On Thursday, UFC announced that its first-ever fight card in New York City will be headlined by McGregor fighting lightweight champion Eddie Alvarez for the 155-pound title. The fight offers McGregor a shot at becoming the sport's first simultaneous duel-weight champion, provides the blockbuster bout UFC 205 needed, and gives White an important reset button to correct a mistake he made months ago.

Wipe the slate clean. Because while White's stubbornness -- and McGregor's own bullheaded approach -- turned UFC 200 from a celebration of the sport to a night best not remembered, this makes up for it.

The fact is that UFC 200 wasn't just another event. It was a touchstone to the sport's growth, a crossover moment that moved beyond its MMA-loyalist base as an easy narrative to sell to the mainstream. It needed a sure thing, at least in buzz and salesmanship, and without McGregor it fell short.

UFC 205 in the Big Apple is the last shot for the sport to be presented with the same circumstances -- well, at least until UFC 250. There was no getting this one wrong, which means bowing to McGregor's whims, letting him keep his belt at 145 pounds, and grinning and bearing it is very, very good business.

The best organizations learn from their mistakes.

The ascending sports franchises, leagues and companies get to the top of the mountain by evolving.

And the best leaders learn when to take a step back and cede, for the moment, to whatever star can take everyone to the next level.

That, today, is McGregor. He's a star, one created by UFC but big enough to buck it -- for the time being. That's a testament to the organization as much as it's an irritant. Success, in this world, means creating monsters you can't always control.

The fact McGregor will fight Alvarez isn't just a thrilling fight that will draw eyeballs, propel the sport forward, earn an enormous profit and allow the UFC's big moment in New York to live up to all the hype and effort. It's also White putting the sport ahead of his ego.

That's easier said than done. White turned UFC into a multi-billion-dollar empire, literally, by ruling with an iron fist. His will was the way forward, period, and that way turned out to be paved in gold. But that changed when the sport did, and McGregor became the first star capable of saying: To hell with you, now it's about me.

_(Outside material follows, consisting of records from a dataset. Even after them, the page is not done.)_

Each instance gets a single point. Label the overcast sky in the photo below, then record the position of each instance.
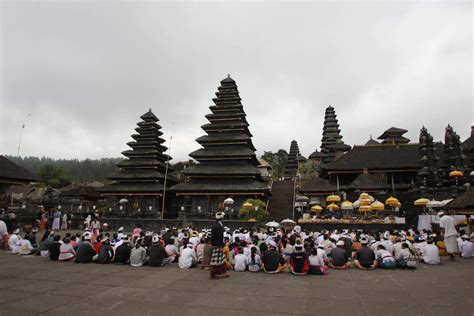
(86, 71)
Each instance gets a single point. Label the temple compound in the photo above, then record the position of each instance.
(227, 165)
(144, 177)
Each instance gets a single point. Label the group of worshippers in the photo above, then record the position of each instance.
(273, 250)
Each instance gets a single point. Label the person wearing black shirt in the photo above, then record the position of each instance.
(85, 252)
(217, 266)
(122, 253)
(365, 257)
(157, 254)
(272, 260)
(299, 261)
(106, 252)
(339, 257)
(54, 248)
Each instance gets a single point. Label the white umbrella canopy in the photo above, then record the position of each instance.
(314, 201)
(444, 202)
(347, 206)
(287, 222)
(272, 224)
(302, 198)
(229, 201)
(434, 204)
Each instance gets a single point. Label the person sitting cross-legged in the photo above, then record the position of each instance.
(158, 257)
(299, 261)
(188, 257)
(339, 257)
(241, 261)
(106, 252)
(384, 258)
(316, 263)
(365, 256)
(272, 261)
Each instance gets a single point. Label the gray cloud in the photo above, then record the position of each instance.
(86, 71)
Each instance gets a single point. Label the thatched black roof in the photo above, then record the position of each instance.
(464, 201)
(372, 142)
(317, 155)
(84, 192)
(227, 162)
(11, 173)
(317, 185)
(468, 144)
(235, 186)
(368, 182)
(377, 157)
(392, 131)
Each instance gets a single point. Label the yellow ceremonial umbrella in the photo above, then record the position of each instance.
(364, 195)
(392, 201)
(332, 206)
(247, 205)
(347, 205)
(377, 206)
(365, 201)
(333, 198)
(421, 202)
(456, 173)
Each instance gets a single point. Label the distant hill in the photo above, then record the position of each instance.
(73, 170)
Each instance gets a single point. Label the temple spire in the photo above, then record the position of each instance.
(227, 163)
(292, 162)
(332, 145)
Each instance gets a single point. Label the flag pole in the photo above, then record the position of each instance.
(21, 135)
(166, 173)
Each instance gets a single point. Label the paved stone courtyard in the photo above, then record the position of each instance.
(34, 285)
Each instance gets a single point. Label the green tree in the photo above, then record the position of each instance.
(277, 161)
(257, 211)
(53, 176)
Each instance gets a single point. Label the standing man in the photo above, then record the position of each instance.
(218, 258)
(449, 232)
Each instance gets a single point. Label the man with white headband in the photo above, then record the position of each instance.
(449, 233)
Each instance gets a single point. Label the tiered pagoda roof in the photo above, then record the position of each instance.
(372, 142)
(316, 155)
(332, 143)
(394, 136)
(317, 185)
(143, 173)
(11, 173)
(367, 182)
(227, 161)
(292, 162)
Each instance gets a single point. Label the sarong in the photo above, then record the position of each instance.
(451, 244)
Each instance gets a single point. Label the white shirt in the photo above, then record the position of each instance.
(467, 249)
(172, 251)
(383, 254)
(14, 243)
(323, 255)
(240, 262)
(388, 245)
(187, 258)
(194, 240)
(3, 229)
(431, 254)
(316, 261)
(447, 222)
(25, 247)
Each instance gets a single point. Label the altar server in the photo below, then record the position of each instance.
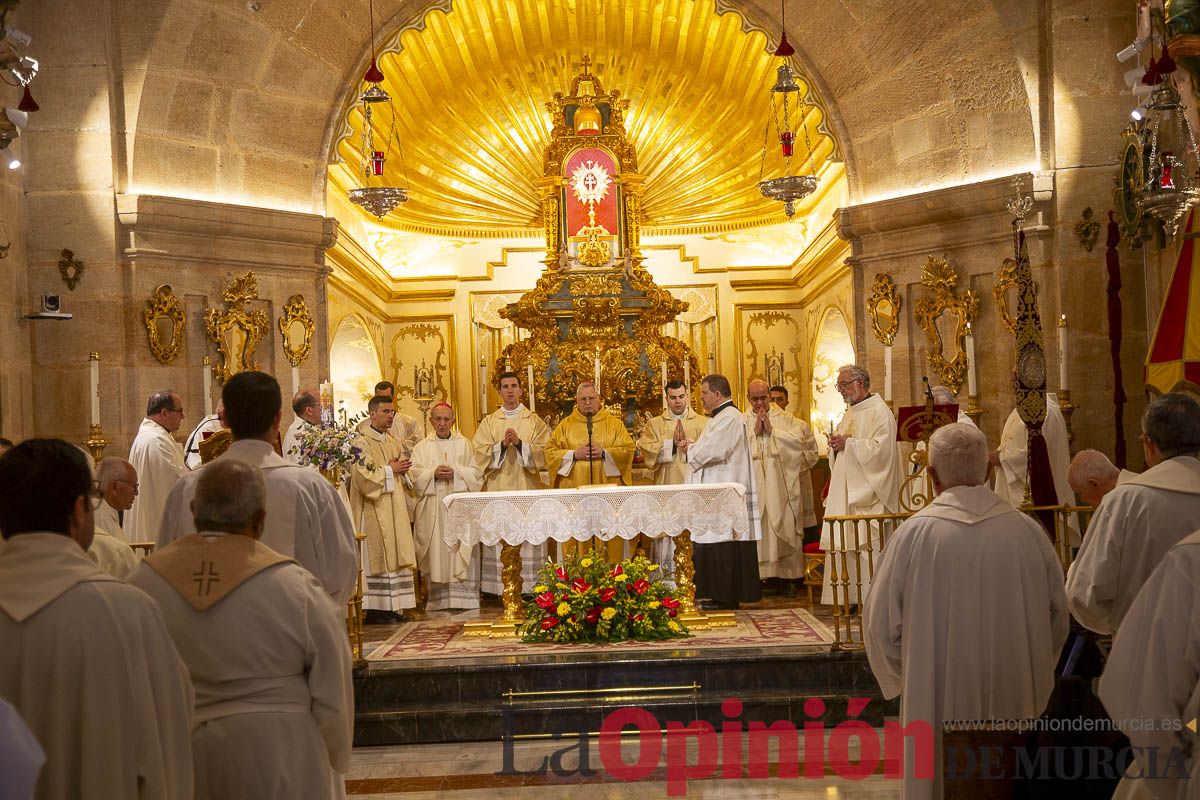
(510, 449)
(306, 519)
(87, 660)
(1140, 519)
(783, 450)
(573, 462)
(444, 463)
(264, 644)
(864, 480)
(966, 614)
(381, 511)
(726, 569)
(159, 462)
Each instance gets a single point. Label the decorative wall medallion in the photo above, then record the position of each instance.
(71, 269)
(298, 329)
(237, 331)
(943, 316)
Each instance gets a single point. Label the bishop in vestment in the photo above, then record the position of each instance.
(510, 449)
(85, 659)
(378, 504)
(444, 463)
(264, 645)
(573, 462)
(966, 614)
(159, 462)
(783, 450)
(664, 444)
(864, 480)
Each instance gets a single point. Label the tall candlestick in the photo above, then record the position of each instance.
(972, 379)
(887, 373)
(533, 394)
(1062, 353)
(94, 370)
(208, 385)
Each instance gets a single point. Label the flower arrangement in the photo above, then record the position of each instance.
(587, 599)
(331, 450)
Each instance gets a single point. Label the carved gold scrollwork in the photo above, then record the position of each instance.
(235, 330)
(957, 311)
(298, 328)
(163, 318)
(883, 306)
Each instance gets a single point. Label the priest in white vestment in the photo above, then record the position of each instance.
(85, 659)
(664, 444)
(726, 567)
(1140, 519)
(264, 644)
(783, 450)
(444, 463)
(510, 449)
(381, 512)
(159, 462)
(864, 480)
(966, 614)
(208, 426)
(1153, 673)
(306, 519)
(306, 407)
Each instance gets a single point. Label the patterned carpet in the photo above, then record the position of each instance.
(442, 638)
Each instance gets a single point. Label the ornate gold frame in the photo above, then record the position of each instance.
(165, 304)
(941, 278)
(223, 325)
(297, 311)
(885, 290)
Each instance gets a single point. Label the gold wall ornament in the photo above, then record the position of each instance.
(71, 269)
(235, 330)
(945, 316)
(883, 306)
(298, 329)
(1087, 229)
(163, 319)
(1006, 280)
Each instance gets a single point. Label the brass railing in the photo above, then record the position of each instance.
(857, 541)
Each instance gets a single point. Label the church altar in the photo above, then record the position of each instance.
(708, 512)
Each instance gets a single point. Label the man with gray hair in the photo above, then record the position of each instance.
(1139, 521)
(264, 643)
(930, 624)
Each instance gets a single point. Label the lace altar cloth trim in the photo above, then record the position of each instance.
(707, 511)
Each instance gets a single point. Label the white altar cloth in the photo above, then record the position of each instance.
(711, 512)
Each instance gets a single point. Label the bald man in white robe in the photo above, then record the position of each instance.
(933, 624)
(264, 644)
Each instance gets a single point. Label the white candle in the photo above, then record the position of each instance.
(664, 385)
(887, 373)
(94, 373)
(533, 395)
(1062, 353)
(208, 385)
(972, 388)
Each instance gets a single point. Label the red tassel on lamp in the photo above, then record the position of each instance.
(27, 102)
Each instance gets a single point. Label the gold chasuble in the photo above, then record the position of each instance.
(609, 434)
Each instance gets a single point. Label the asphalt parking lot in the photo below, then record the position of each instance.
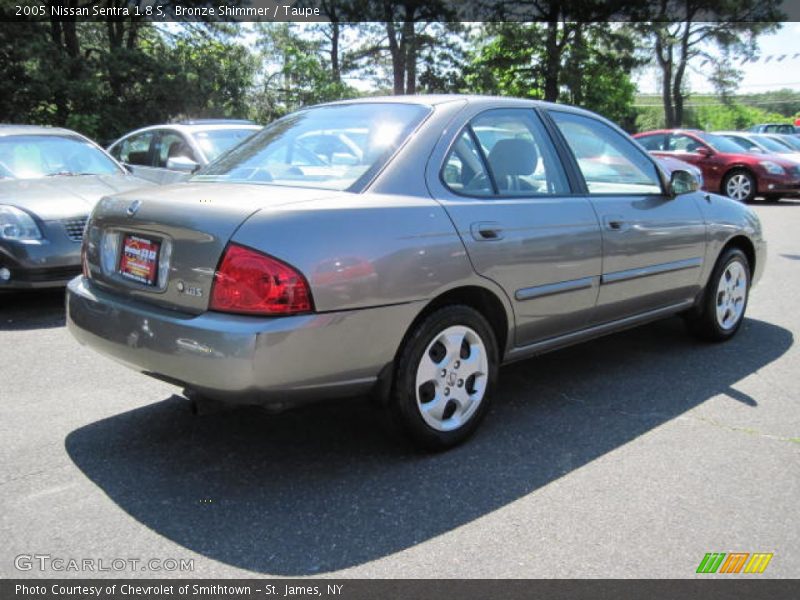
(630, 456)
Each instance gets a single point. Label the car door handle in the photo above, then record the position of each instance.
(486, 231)
(615, 223)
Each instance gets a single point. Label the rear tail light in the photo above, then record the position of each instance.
(250, 282)
(84, 260)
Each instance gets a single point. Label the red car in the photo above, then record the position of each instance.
(727, 168)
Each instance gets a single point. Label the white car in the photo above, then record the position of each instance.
(169, 153)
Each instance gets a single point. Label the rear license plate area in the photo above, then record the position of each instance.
(139, 259)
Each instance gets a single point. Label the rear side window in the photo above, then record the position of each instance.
(172, 145)
(609, 162)
(464, 170)
(679, 142)
(743, 142)
(504, 153)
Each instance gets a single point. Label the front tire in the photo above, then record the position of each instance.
(444, 377)
(740, 185)
(721, 310)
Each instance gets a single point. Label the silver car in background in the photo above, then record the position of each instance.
(169, 153)
(50, 179)
(461, 234)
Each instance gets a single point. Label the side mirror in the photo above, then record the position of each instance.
(682, 182)
(184, 164)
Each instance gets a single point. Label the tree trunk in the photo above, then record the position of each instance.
(552, 60)
(677, 84)
(336, 70)
(664, 57)
(398, 59)
(579, 50)
(410, 43)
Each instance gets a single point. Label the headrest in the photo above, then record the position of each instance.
(513, 157)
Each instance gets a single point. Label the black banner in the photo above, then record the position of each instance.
(351, 11)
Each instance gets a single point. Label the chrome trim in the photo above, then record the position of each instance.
(678, 265)
(554, 288)
(521, 352)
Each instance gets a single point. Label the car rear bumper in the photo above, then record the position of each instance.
(242, 359)
(779, 186)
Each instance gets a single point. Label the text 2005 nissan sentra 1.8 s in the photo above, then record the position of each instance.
(408, 247)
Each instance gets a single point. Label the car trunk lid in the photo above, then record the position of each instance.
(179, 232)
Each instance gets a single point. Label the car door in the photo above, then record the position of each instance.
(171, 144)
(653, 244)
(503, 185)
(136, 153)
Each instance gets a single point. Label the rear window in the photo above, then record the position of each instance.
(327, 147)
(720, 143)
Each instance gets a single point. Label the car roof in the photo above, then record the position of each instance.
(10, 129)
(435, 99)
(681, 130)
(194, 126)
(742, 133)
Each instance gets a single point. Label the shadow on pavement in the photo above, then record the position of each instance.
(324, 488)
(35, 309)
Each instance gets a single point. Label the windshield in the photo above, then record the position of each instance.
(328, 147)
(33, 156)
(721, 144)
(788, 140)
(772, 145)
(214, 142)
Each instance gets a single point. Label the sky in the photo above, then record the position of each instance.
(756, 77)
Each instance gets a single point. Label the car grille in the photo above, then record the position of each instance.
(75, 228)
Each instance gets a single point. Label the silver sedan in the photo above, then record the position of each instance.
(50, 179)
(406, 247)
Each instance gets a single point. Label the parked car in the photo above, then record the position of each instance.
(50, 179)
(782, 128)
(169, 153)
(727, 167)
(457, 254)
(790, 141)
(759, 143)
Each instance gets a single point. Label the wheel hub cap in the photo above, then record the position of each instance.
(739, 187)
(451, 378)
(731, 295)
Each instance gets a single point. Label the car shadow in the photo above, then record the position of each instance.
(35, 309)
(324, 488)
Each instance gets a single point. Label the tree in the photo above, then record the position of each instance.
(593, 70)
(296, 71)
(105, 78)
(704, 25)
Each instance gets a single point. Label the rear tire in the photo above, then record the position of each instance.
(721, 310)
(740, 185)
(444, 377)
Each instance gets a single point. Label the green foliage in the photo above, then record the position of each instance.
(104, 81)
(294, 73)
(595, 72)
(732, 116)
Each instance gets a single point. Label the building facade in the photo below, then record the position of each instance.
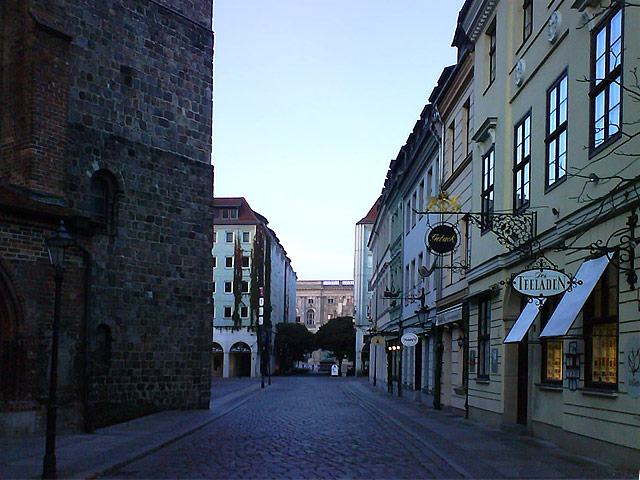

And it was. I wrote in August that it was time for White to simply back off. After UFC 202, McGregor wanted Diaz for a trilogy fight. Diaz wanted McGregor. And White was unequivocal: "We're definitely not doing this a third time right now," he told TMZ shortly afterward. "Conor's either gonna go defend his title or give his title up. Then we'll figure out where we go from there."

McGregor, at the post-fight press conference, told White and UFC, nicely, that the idea of losing his belt if he didn't defend it in his next fight was dumb. He wouldn't play ball.

This is a compromise of sorts, but it's one that gives McGregor just what he wants. He retains his belt. He fights at 155 pounds. He gets to be the center of attention while chasing a second belt, and he gets to hold the 145 division hostage. Ego, challenge and -- for now -- power. A headliner getting a win over his boss. That's the stuff stars are made of, and White was smart enough to recognize it and let it happen.

There's also the fact this is going to be a ridiculously tantalizing showdown. UFC has fought for respectability, relevance and wealth in its long journey to near the top of the mainstream sports world. Conquering New York was one of the final peaks to climb, and now the card will live up to that moment, that city and that opportunity.

McGregor-Alvarez is astounding. And it's buttressed by Donald Cerrone vs. Kelvin Gastelum, Frankie Edgar vs. Jeremy Stephens, and a handful of other real good fights. When Nov. 12 rolls around, Madison Square Garden -- and a view of these fights and a main event that could be every bit as tantalizing as McGregor-Diaz -- will one of the most coveted sports tickets out there.

How'd we get here?

White built an empire only to realize that he needed to let McGregor act like a king, even if just for a day.